Please reach out and ask our expert your transfection questions! Nektaria is here to help answer any questions. What’s the best way to transfect mRNA? Which reagent should I use? Can I transfect primary cells with a reagent? How do I prepare an mRNA template from DNA? What’s the protocol? These are just some examples of the type of questions to be covered in this Ask the Expert Session.

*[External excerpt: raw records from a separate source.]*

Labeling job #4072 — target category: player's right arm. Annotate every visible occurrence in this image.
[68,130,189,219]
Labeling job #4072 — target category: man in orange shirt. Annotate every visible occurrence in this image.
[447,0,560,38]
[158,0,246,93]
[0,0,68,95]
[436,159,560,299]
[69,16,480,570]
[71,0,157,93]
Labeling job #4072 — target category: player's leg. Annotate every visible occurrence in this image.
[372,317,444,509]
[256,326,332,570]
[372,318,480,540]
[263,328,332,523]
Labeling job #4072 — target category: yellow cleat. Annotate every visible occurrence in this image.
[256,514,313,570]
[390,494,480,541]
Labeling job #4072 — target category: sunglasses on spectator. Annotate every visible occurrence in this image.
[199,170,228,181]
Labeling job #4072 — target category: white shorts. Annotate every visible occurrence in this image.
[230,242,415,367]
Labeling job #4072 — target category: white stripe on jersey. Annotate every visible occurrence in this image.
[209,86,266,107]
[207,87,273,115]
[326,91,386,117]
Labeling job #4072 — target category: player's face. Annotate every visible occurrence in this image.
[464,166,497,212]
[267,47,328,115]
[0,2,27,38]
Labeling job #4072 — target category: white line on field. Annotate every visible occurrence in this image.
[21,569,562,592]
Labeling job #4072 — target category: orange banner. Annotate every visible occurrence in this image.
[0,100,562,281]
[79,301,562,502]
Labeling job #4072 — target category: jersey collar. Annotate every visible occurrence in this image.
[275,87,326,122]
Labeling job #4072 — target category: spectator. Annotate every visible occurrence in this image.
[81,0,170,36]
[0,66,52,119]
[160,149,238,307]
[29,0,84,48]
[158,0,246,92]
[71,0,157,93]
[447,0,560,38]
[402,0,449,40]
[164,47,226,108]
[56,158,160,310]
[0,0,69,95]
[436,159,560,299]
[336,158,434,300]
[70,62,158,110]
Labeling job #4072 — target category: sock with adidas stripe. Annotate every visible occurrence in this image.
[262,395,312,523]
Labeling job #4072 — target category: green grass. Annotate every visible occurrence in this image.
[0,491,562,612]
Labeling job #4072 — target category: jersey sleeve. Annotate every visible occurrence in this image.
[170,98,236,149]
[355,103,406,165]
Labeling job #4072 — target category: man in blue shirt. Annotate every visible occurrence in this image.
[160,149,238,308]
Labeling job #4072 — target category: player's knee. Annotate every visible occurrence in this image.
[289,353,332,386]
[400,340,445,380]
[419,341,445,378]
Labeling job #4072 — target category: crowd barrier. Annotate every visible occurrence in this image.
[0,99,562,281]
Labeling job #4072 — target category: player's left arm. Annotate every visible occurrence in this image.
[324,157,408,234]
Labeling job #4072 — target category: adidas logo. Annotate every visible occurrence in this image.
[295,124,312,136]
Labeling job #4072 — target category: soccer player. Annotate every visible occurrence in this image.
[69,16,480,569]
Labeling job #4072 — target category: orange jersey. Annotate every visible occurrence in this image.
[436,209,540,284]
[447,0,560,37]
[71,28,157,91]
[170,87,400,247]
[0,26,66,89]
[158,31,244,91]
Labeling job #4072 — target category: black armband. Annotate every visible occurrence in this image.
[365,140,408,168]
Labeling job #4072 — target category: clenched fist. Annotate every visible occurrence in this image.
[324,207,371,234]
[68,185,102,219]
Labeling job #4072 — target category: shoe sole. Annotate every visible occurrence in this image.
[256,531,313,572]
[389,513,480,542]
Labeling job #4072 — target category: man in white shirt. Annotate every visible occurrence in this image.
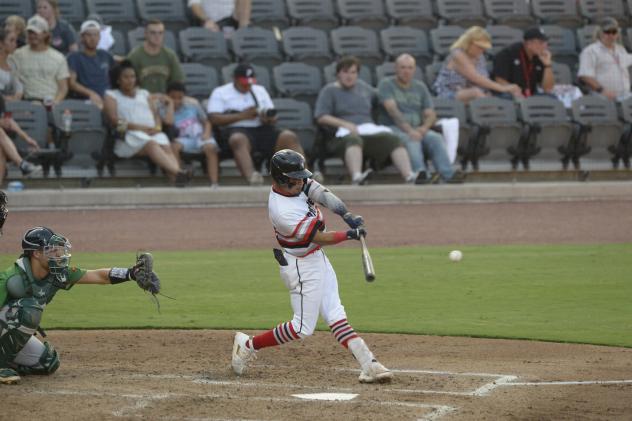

This Ask the Expert Session is Sponsored by Life Technologies and hosted by Nektaria Andronikou. Nektaria joined Life Technologies in 2010 and is currently working with the transfection team on the development of new delivery methods targeting relevant cellular models that will enable the use of exciting new technologies. She received a Bachelor of Science in Biochemistry with a minor in Cellular and Molecular Biology from UCSD. She began her professional career at ISIS Pharmaceuticals, as a research associate for the Cardiovascular Drug Discovery program, screening numerous pre-clinical targets that led to the discovery of the now FDA approved antisense drug, Kynamro.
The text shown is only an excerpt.